Our Activities

Polling

JEI strives to provide the best available data on the American Jewish electorate  To better understand the Jewish electorate, JEI periodically commissions non-partisan polls of Jewish voters. Our polls explore the nuances of issues related to Jewish voting behavior and help to inform public discourse in advance of elections, including which political parties Jewish voters identify with, which key public figures they view favorably and unfavorably, where they stand on key issues, and which issues Jewish voters care most about when casting their ballots.

Civic Engagement

JEI’s message to the Jewish community is as follows: irrespective of individual political leanings, participation in our democracy is a Jewish value and an important part of our Jewish American identity. By using media resources, JEI has created tailored messages intended to target specific segments of the Jewish electorate. In the 2018 midterm elections, our messages targeted newly-eligible and millennial Jewish voters via social media with information about voter registration, polling locations, and the importance of civic engagement. In the 2020 General Election and the runoff elections in Georgia, JEI deployed an ad campaign to target young Jewish voters to register to vote and to cast their ballots. 

Get Out The Vote

Jewish Americans represent a critically important segment of the American electorate, and JEI believes that it is important for our voices to be heard at the polling place to ensure that our concerns are adequately represented by our elected officials. In the 2018 midterm election, JEI initiated a nonpartisan Get Out the Vote (GOTV) campaign aimed at maximizing turnout among Jewish Americans nationally. JEI’s GOTV messages targeted younger voters, who are less likely to vote, and focused on the importance of civic participation.

Research

JEI commissioned a national profile of the Jewish electorate in 2020 and issued reports on the political leanings of Jewish voters in swing states, as well as young voters (18-35) and Independents. JEI conducted qualitative research on the rise of antisemitism in the United States. 

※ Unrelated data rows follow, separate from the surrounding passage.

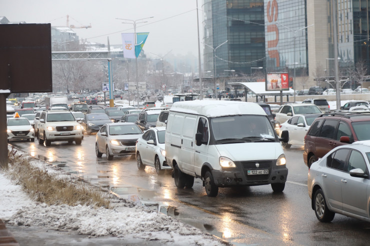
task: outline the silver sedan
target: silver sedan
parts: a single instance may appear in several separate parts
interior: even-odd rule
[[[318,219],[330,222],[338,213],[370,222],[370,140],[334,149],[314,162],[308,186]]]
[[[142,131],[134,123],[122,122],[106,124],[96,133],[95,153],[112,160],[114,156],[134,155],[136,141]]]

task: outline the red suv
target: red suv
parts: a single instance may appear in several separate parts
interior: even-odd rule
[[[312,123],[304,137],[303,159],[310,168],[337,146],[370,140],[370,114],[323,114]]]

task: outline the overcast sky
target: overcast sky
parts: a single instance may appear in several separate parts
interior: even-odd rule
[[[202,2],[198,0],[201,38]],[[150,32],[144,47],[148,55],[158,58],[150,52],[163,56],[172,50],[174,55],[198,54],[196,0],[0,0],[0,16],[10,21],[65,26],[68,15],[70,25],[91,23],[92,28],[74,29],[80,40],[106,44],[109,37],[111,44],[122,43],[121,33],[134,32],[133,24],[116,18],[154,16],[136,24],[137,32]]]

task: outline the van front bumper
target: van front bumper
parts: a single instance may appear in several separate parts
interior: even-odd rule
[[[246,168],[240,163],[236,167],[228,170],[212,171],[214,184],[220,187],[237,186],[258,186],[274,183],[284,183],[286,181],[288,169],[286,165],[276,166],[272,161],[268,167]],[[238,165],[239,164],[239,165]],[[248,170],[268,170],[268,174],[248,175]]]

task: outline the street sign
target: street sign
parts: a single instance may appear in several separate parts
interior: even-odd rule
[[[136,90],[136,82],[128,82],[128,90]],[[139,82],[139,91],[146,91],[146,82]]]

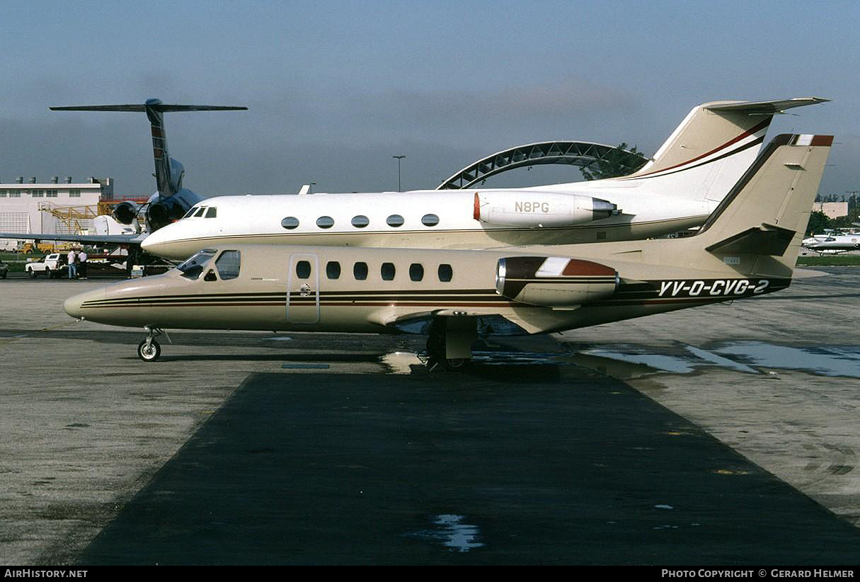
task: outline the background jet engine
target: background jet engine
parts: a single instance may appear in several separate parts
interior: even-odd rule
[[[612,295],[617,272],[564,257],[507,257],[496,266],[496,291],[531,305],[572,308]]]
[[[114,208],[114,217],[120,224],[131,224],[134,222],[135,217],[138,216],[138,211],[140,210],[140,205],[133,202],[120,202]]]
[[[617,211],[608,200],[582,194],[476,192],[473,216],[488,224],[539,228],[599,220]]]

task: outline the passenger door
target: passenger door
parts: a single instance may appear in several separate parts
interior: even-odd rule
[[[286,321],[320,321],[319,260],[316,254],[291,254],[286,275]]]

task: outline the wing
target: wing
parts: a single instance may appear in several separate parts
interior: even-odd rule
[[[35,232],[0,232],[0,238],[14,238],[25,241],[68,241],[87,244],[128,244],[140,246],[146,235],[48,235]]]

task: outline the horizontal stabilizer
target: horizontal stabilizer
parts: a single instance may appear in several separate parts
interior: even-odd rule
[[[164,103],[139,105],[80,105],[50,107],[51,111],[138,111],[144,112],[150,107],[162,113],[169,111],[247,111],[248,107],[223,105],[166,105]]]
[[[711,103],[704,106],[710,111],[736,111],[747,113],[766,113],[772,115],[781,113],[785,109],[799,107],[804,105],[824,103],[829,99],[823,97],[795,97],[794,99],[780,99],[772,101],[735,101],[729,103]]]
[[[771,254],[783,256],[796,233],[771,224],[762,224],[723,239],[705,250],[720,254]]]

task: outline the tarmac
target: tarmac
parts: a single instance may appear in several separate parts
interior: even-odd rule
[[[856,565],[860,269],[476,346],[75,322],[0,280],[0,562]],[[163,338],[160,338],[162,340]]]

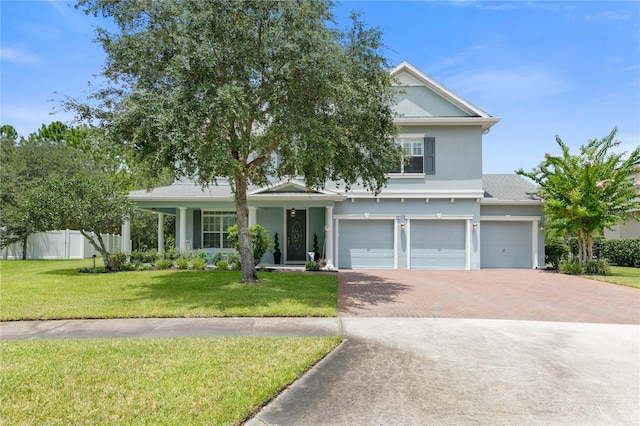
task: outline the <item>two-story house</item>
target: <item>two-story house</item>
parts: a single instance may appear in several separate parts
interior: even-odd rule
[[[321,257],[338,268],[544,267],[541,201],[528,195],[535,186],[515,174],[482,174],[482,137],[499,118],[407,62],[391,74],[402,89],[397,142],[408,159],[382,192],[331,183],[311,190],[296,180],[253,187],[249,224],[278,233],[285,264],[304,263],[315,235]],[[129,197],[157,212],[159,225],[176,216],[178,248],[230,250],[235,212],[224,182],[176,182]],[[161,234],[159,226],[160,249]],[[273,263],[272,254],[262,261]]]

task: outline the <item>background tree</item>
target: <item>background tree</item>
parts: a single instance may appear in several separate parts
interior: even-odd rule
[[[546,226],[578,237],[583,266],[593,258],[594,233],[623,222],[631,210],[640,208],[640,182],[630,180],[634,163],[640,160],[640,147],[629,155],[612,152],[620,144],[614,140],[617,131],[614,128],[608,136],[590,140],[578,155],[571,155],[556,136],[561,155],[545,154],[531,172],[516,172],[539,185]]]
[[[105,175],[51,179],[29,194],[25,203],[36,231],[77,229],[113,269],[101,233],[116,233],[134,212],[134,205]]]
[[[106,129],[154,174],[171,167],[232,186],[242,280],[256,280],[247,186],[304,176],[378,192],[401,159],[382,34],[357,16],[340,31],[329,0],[80,0],[109,17],[97,30],[113,84],[80,119]],[[271,161],[277,154],[281,161]]]
[[[26,258],[27,238],[37,232],[25,208],[28,195],[47,180],[72,175],[89,178],[96,173],[88,156],[65,141],[66,125],[42,126],[26,139],[12,126],[0,129],[2,163],[0,180],[0,246],[20,242]]]

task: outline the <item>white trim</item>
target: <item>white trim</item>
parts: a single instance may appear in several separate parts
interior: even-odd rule
[[[407,269],[411,270],[411,219],[405,216],[404,233],[407,236]]]
[[[398,215],[387,215],[387,214],[368,214],[368,213],[357,213],[357,214],[334,214],[333,218],[336,220],[395,220]]]
[[[400,217],[393,219],[393,269],[398,269],[398,256],[400,255],[398,247],[398,229],[400,228]]]
[[[533,222],[541,220],[541,216],[512,216],[512,215],[504,215],[504,216],[480,216],[480,221],[513,221],[513,222]]]
[[[531,222],[531,265],[532,269],[538,269],[538,226],[540,221]]]
[[[473,219],[471,214],[407,214],[406,219],[416,220],[469,220]]]
[[[465,235],[465,264],[464,269],[469,271],[471,270],[471,244],[473,238],[473,224],[471,223],[473,218],[469,218],[466,220],[466,235]]]
[[[489,129],[500,121],[497,117],[398,117],[393,120],[402,126],[480,126]]]
[[[499,200],[495,198],[481,198],[480,204],[485,206],[541,206],[541,200]]]
[[[465,190],[465,189],[443,189],[443,190],[421,190],[421,191],[385,191],[377,195],[377,198],[405,198],[405,199],[451,199],[451,198],[482,198],[484,190]],[[354,198],[375,198],[371,192],[348,192],[346,197]]]

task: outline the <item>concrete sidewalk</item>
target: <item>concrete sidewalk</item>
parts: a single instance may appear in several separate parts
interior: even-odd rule
[[[345,341],[247,422],[637,425],[640,327],[442,318],[0,323],[0,338],[323,336]]]
[[[638,425],[636,325],[342,318],[265,425]]]
[[[0,323],[2,340],[340,335],[339,318],[131,318]]]

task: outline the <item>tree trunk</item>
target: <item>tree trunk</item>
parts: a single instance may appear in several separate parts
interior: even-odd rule
[[[113,270],[113,264],[111,263],[111,256],[109,255],[109,252],[107,251],[107,248],[104,245],[104,240],[102,239],[102,236],[99,233],[94,233],[96,235],[95,238],[98,239],[98,242],[96,242],[94,240],[94,237],[87,234],[85,231],[80,230],[80,234],[82,234],[82,236],[84,236],[89,241],[89,243],[93,246],[93,248],[96,249],[98,253],[100,253],[100,255],[102,256],[102,262],[104,263],[105,271]]]
[[[251,236],[249,235],[249,206],[247,204],[247,180],[236,177],[234,200],[236,204],[236,223],[238,224],[238,245],[240,247],[240,263],[242,266],[242,282],[254,283],[258,280]]]
[[[27,239],[29,236],[22,238],[22,260],[27,260]]]

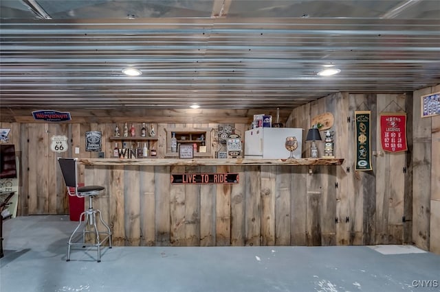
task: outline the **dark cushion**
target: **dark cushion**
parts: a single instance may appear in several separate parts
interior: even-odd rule
[[[77,189],[78,193],[87,193],[93,191],[102,191],[104,188],[105,188],[101,186],[80,186]]]

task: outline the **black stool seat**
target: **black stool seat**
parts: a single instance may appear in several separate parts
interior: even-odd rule
[[[89,193],[94,191],[102,191],[104,188],[105,188],[102,186],[80,186],[79,188],[76,188],[76,191],[78,191],[78,193]],[[79,195],[81,195],[82,194],[80,193]]]

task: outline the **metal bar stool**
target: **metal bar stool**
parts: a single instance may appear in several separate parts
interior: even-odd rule
[[[74,245],[82,245],[98,247],[98,263],[101,262],[101,245],[108,239],[109,247],[111,248],[111,231],[109,226],[102,219],[101,211],[94,209],[92,199],[94,197],[99,195],[101,191],[104,190],[102,186],[78,186],[78,170],[77,158],[58,158],[64,181],[67,186],[69,195],[77,196],[79,197],[89,198],[89,209],[85,210],[80,215],[80,221],[69,239],[69,250],[67,251],[67,261],[70,260],[70,250]],[[99,219],[107,231],[99,231],[96,226],[96,215],[99,214]],[[82,230],[80,230],[83,225]],[[87,230],[87,226],[92,228],[91,230]],[[86,243],[86,234],[91,234],[94,236],[94,243]],[[104,234],[105,237],[101,239],[100,234]],[[79,237],[82,238],[82,242],[78,242]]]

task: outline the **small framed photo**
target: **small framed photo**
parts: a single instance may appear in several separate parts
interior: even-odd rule
[[[179,158],[192,158],[194,157],[194,148],[192,144],[181,144],[179,147]]]

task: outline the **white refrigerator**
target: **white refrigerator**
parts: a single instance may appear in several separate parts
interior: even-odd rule
[[[245,158],[283,159],[290,156],[285,147],[286,137],[295,136],[298,148],[294,157],[300,158],[302,129],[296,127],[256,127],[245,132]]]

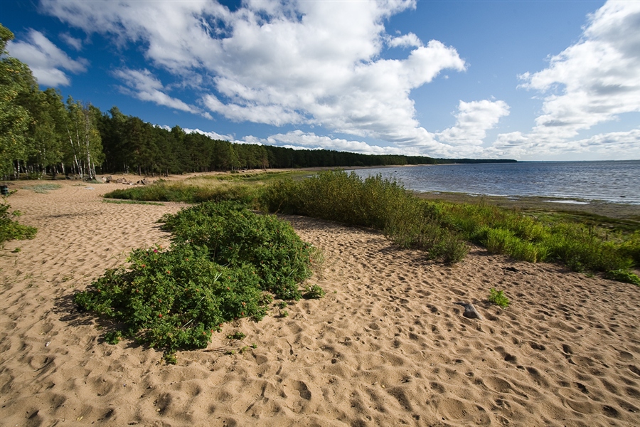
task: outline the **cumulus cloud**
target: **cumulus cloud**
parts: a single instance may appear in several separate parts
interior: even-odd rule
[[[386,33],[387,19],[415,6],[415,0],[248,1],[232,11],[213,1],[42,3],[87,33],[139,43],[151,65],[197,84],[203,105],[225,118],[320,125],[405,150],[442,152],[447,147],[415,118],[410,92],[466,64],[439,41]],[[410,52],[384,58],[393,47]],[[132,93],[193,108],[159,90]]]
[[[317,135],[314,132],[294,130],[287,133],[271,135],[267,138],[254,136],[245,137],[241,141],[247,144],[277,145],[294,149],[331,149],[346,151],[364,154],[417,154],[417,150],[407,152],[406,149],[395,147],[379,147],[371,145],[363,141],[355,141],[342,138],[333,138]]]
[[[409,33],[400,37],[390,37],[387,43],[392,48],[420,48],[422,42],[413,33]]]
[[[640,112],[639,28],[640,2],[608,1],[589,16],[578,43],[520,76],[523,88],[546,94],[531,138],[555,144]]]
[[[68,86],[71,81],[65,71],[84,73],[89,64],[82,58],[71,59],[44,34],[33,29],[29,30],[26,41],[9,42],[7,51],[28,64],[38,83],[45,86]]]
[[[441,142],[456,146],[481,145],[486,131],[493,129],[500,117],[508,115],[509,106],[504,101],[460,101],[456,124],[436,134]]]
[[[81,51],[82,49],[82,41],[80,38],[76,38],[68,33],[63,33],[60,35],[60,38],[63,41],[75,50]]]
[[[127,87],[121,88],[123,92],[140,100],[151,101],[159,105],[193,114],[199,114],[207,118],[211,118],[209,113],[203,112],[196,107],[189,105],[165,93],[166,88],[162,83],[148,70],[124,68],[114,71],[113,74],[127,85]]]
[[[206,135],[211,138],[212,139],[218,139],[220,141],[233,141],[233,137],[232,135],[223,135],[218,132],[206,132],[204,130],[200,130],[199,129],[188,129],[184,128],[183,130],[186,133],[199,133],[203,135]]]

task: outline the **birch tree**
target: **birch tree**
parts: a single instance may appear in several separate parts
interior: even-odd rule
[[[0,176],[19,173],[19,161],[24,160],[24,134],[32,120],[28,111],[18,102],[21,94],[36,85],[31,70],[24,63],[9,56],[6,43],[14,33],[0,24]]]

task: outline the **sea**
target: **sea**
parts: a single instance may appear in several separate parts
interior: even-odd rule
[[[354,172],[363,178],[380,174],[421,192],[640,204],[640,160],[438,164]]]

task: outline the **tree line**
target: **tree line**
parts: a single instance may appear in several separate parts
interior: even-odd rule
[[[55,89],[41,90],[28,66],[9,56],[6,46],[13,38],[0,24],[0,176],[5,179],[485,162],[236,144],[178,126],[156,126],[117,107],[102,112],[70,96],[63,100]]]

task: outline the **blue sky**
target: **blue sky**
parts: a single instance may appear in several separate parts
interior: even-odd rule
[[[0,2],[42,88],[238,142],[640,159],[640,1]]]

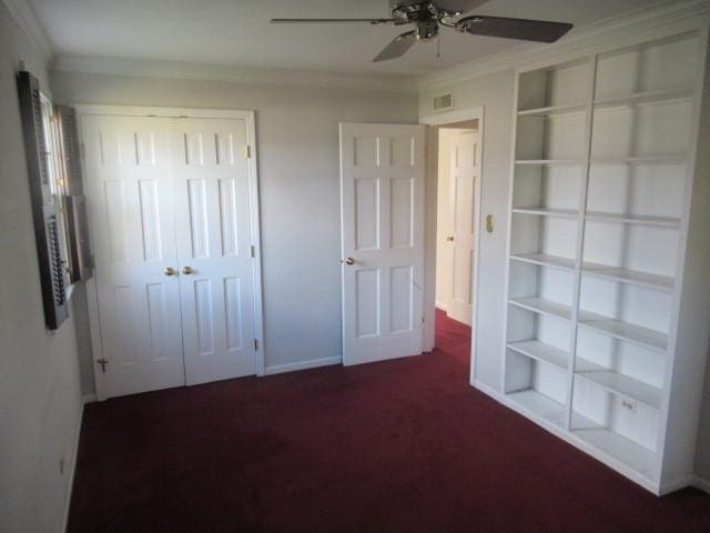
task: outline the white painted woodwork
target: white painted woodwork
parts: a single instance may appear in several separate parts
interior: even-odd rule
[[[82,133],[99,396],[256,373],[246,118],[92,111]]]
[[[448,213],[450,234],[447,240],[450,248],[450,274],[446,276],[448,292],[444,296],[446,313],[468,325],[473,320],[473,265],[474,265],[474,223],[476,220],[475,199],[476,180],[480,175],[480,149],[477,130],[455,131],[449,137],[449,193]]]
[[[517,83],[503,399],[657,493],[691,474],[692,424],[667,429],[672,373],[703,356],[677,356],[676,332],[706,39]]]
[[[146,117],[84,117],[87,197],[104,398],[185,382],[176,275],[171,130]]]
[[[246,121],[175,119],[171,133],[186,384],[254,374]]]
[[[422,353],[424,127],[341,123],[343,364]]]

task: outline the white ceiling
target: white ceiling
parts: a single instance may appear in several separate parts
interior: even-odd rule
[[[258,69],[422,74],[520,41],[442,30],[404,58],[372,58],[402,27],[272,26],[273,17],[387,17],[387,0],[30,0],[59,56],[185,61]],[[590,24],[658,0],[491,0],[479,14]],[[572,30],[575,31],[575,30]]]

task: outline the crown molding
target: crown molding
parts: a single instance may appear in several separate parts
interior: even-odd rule
[[[419,92],[471,80],[509,69],[561,62],[572,56],[584,56],[656,40],[708,26],[710,2],[665,0],[626,16],[605,19],[579,28],[555,44],[526,43],[486,56],[450,69],[417,79]]]
[[[50,70],[89,74],[174,80],[227,81],[286,87],[331,87],[416,94],[416,77],[373,76],[307,70],[255,69],[182,61],[133,60],[94,56],[58,56]]]
[[[2,3],[8,8],[10,16],[17,21],[30,42],[39,49],[49,63],[54,57],[54,47],[52,47],[52,41],[31,2],[28,0],[2,0]]]

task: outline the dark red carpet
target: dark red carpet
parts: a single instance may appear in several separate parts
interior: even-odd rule
[[[87,406],[71,532],[700,532],[468,385],[468,335],[430,354]]]

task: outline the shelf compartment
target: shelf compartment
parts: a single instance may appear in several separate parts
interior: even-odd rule
[[[560,429],[565,428],[567,408],[535,389],[509,392],[505,398],[531,418],[542,419]]]
[[[666,333],[589,311],[580,311],[578,325],[660,352],[666,352],[668,348],[668,334]]]
[[[570,320],[572,315],[572,311],[569,305],[538,296],[516,298],[508,300],[508,303],[520,309],[527,309],[528,311],[557,319]]]
[[[518,352],[536,361],[551,364],[561,370],[567,370],[569,364],[569,353],[560,350],[559,348],[550,346],[537,339],[529,339],[526,341],[509,342],[507,344],[509,350]]]
[[[574,259],[549,255],[547,253],[516,253],[510,255],[510,260],[560,270],[574,270],[575,268]]]
[[[678,87],[658,91],[641,91],[633,94],[600,98],[595,100],[595,108],[604,109],[615,105],[633,105],[637,103],[684,101],[692,98],[691,87]]]
[[[580,424],[582,428],[572,429],[572,435],[605,455],[623,463],[643,477],[652,482],[657,481],[653,452],[584,416],[579,419],[587,422]]]
[[[565,105],[548,105],[546,108],[523,109],[518,111],[519,117],[551,117],[556,114],[584,113],[586,103],[570,103]]]
[[[683,153],[670,155],[629,155],[623,158],[591,158],[591,164],[684,164]]]
[[[652,217],[648,214],[607,213],[602,211],[588,211],[585,214],[588,221],[615,222],[622,224],[655,225],[659,228],[680,228],[680,219],[670,217]]]
[[[673,278],[668,275],[650,274],[648,272],[609,266],[600,263],[585,262],[582,264],[582,273],[604,280],[630,283],[668,292],[671,292],[674,285]]]
[[[576,219],[579,213],[572,209],[548,209],[548,208],[514,208],[514,213],[535,214],[538,217],[558,217],[562,219]]]
[[[577,372],[575,372],[575,375],[580,380],[649,408],[661,409],[662,390],[657,386],[649,385],[581,358],[577,359],[576,366]]]

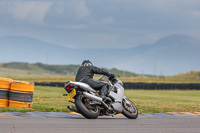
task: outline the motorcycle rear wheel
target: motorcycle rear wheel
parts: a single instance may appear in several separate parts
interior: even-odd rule
[[[129,100],[129,99],[126,99],[126,100],[128,100],[130,104],[127,104],[125,102],[125,100],[123,99],[123,101],[122,101],[122,106],[123,106],[122,114],[129,119],[136,119],[138,117],[137,107],[135,106],[135,104],[131,100]],[[131,112],[130,110],[134,110],[134,111]]]
[[[100,114],[98,105],[90,105],[89,99],[85,98],[82,94],[79,94],[75,98],[75,105],[79,113],[88,119],[96,119]]]

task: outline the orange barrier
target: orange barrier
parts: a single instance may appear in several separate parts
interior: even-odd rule
[[[20,102],[15,100],[9,100],[9,107],[18,107],[18,108],[32,108],[33,102]]]
[[[34,83],[13,81],[10,87],[9,107],[32,108]]]
[[[8,99],[0,99],[0,107],[8,107]]]

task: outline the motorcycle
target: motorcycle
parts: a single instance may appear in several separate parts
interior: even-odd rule
[[[119,76],[115,76],[109,80],[107,76],[102,76],[99,80],[107,83],[109,99],[103,100],[99,96],[99,92],[91,88],[88,84],[82,82],[68,81],[65,83],[65,90],[68,94],[63,96],[68,97],[68,101],[75,104],[68,106],[68,109],[82,114],[88,119],[96,119],[98,116],[114,116],[122,113],[129,119],[138,117],[138,110],[135,104],[124,96],[124,87]],[[72,101],[72,99],[75,99]]]

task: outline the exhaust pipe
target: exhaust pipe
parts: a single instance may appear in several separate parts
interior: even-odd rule
[[[94,95],[87,93],[87,92],[83,92],[83,96],[88,98],[88,99],[100,102],[100,103],[102,103],[102,105],[104,107],[108,108],[108,105],[103,101],[103,99],[101,97],[94,96]]]
[[[73,112],[79,113],[78,110],[77,110],[77,108],[74,107],[74,106],[69,105],[69,106],[67,106],[67,108],[68,108],[69,110],[73,111]]]

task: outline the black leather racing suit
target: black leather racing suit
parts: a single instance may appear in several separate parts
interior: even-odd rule
[[[76,74],[76,81],[83,82],[91,86],[95,90],[100,90],[100,96],[107,95],[107,84],[98,80],[94,80],[94,74],[102,74],[110,77],[111,73],[95,67],[95,66],[81,66]]]

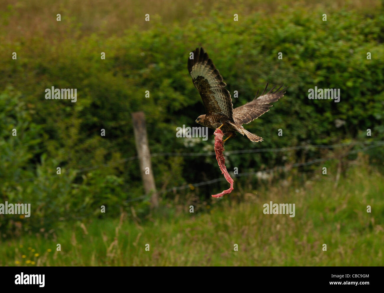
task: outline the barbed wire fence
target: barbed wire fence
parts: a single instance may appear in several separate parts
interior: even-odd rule
[[[230,154],[247,154],[247,153],[256,153],[256,152],[283,152],[283,151],[289,151],[297,150],[297,149],[316,149],[316,148],[323,148],[323,149],[333,149],[336,148],[338,147],[341,147],[345,146],[351,146],[352,147],[355,146],[364,146],[367,144],[369,143],[369,142],[347,142],[343,144],[338,144],[334,145],[307,145],[305,146],[296,146],[293,147],[283,147],[280,148],[275,148],[275,149],[248,149],[248,150],[242,150],[240,151],[229,151],[224,152],[224,154],[225,156],[228,156]],[[271,168],[270,169],[263,170],[262,171],[258,171],[256,172],[245,172],[241,173],[239,173],[237,174],[232,174],[234,178],[237,177],[241,177],[242,176],[249,176],[252,175],[255,175],[257,174],[260,174],[260,172],[263,173],[267,173],[268,172],[276,172],[278,171],[286,171],[288,170],[290,170],[293,168],[296,168],[298,167],[303,167],[305,166],[308,166],[311,165],[313,165],[313,164],[316,164],[317,163],[319,163],[322,162],[324,162],[327,160],[329,160],[332,159],[340,159],[343,157],[346,157],[347,156],[352,154],[353,154],[359,152],[364,151],[366,151],[367,149],[370,149],[373,148],[374,147],[376,147],[381,146],[384,146],[384,141],[379,141],[376,142],[371,142],[371,144],[370,145],[366,146],[361,149],[359,149],[356,150],[353,150],[351,151],[348,152],[341,156],[339,156],[337,157],[329,157],[329,158],[323,158],[321,159],[315,159],[314,160],[313,160],[311,161],[309,161],[308,162],[303,162],[303,163],[295,163],[292,164],[290,165],[288,167],[286,167],[285,166],[279,166],[276,167],[275,167],[273,168]],[[170,153],[170,152],[164,152],[164,153],[158,153],[157,154],[154,154],[151,155],[151,156],[212,156],[213,155],[215,155],[214,152],[209,152],[206,153]],[[134,157],[131,157],[129,159],[132,159]],[[170,188],[167,188],[167,189],[161,190],[157,192],[157,193],[158,195],[163,194],[167,192],[175,192],[177,190],[183,190],[184,189],[187,189],[189,188],[190,188],[191,187],[198,187],[200,186],[202,186],[205,185],[208,185],[209,184],[211,184],[214,183],[216,183],[216,182],[219,182],[220,181],[223,181],[225,180],[225,179],[223,177],[221,177],[219,178],[217,178],[216,179],[212,179],[212,180],[209,180],[205,181],[202,181],[201,182],[199,182],[198,183],[190,183],[188,184],[185,184],[183,185],[181,185],[180,186],[177,187],[174,187]],[[131,201],[137,201],[138,200],[145,200],[149,198],[150,196],[147,195],[144,195],[135,198],[132,198],[129,200],[128,200],[125,201],[126,202],[128,203],[131,202]]]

This data, along with our polling,  has helped to inform the public conversation surrounding the Jewish vote and received widespread media coverage.

One of JEI’s latest projects involves gathering data on the geographic distribution of the Jewish electorate at the congressional district level.This data will be critical in expanding the public’s understanding of the Jewish electorate, as it will be the first major national study of Jewish demographic distribution countrywide that reflects new congressional boundaries in every state that were redrawn following the 2020 census.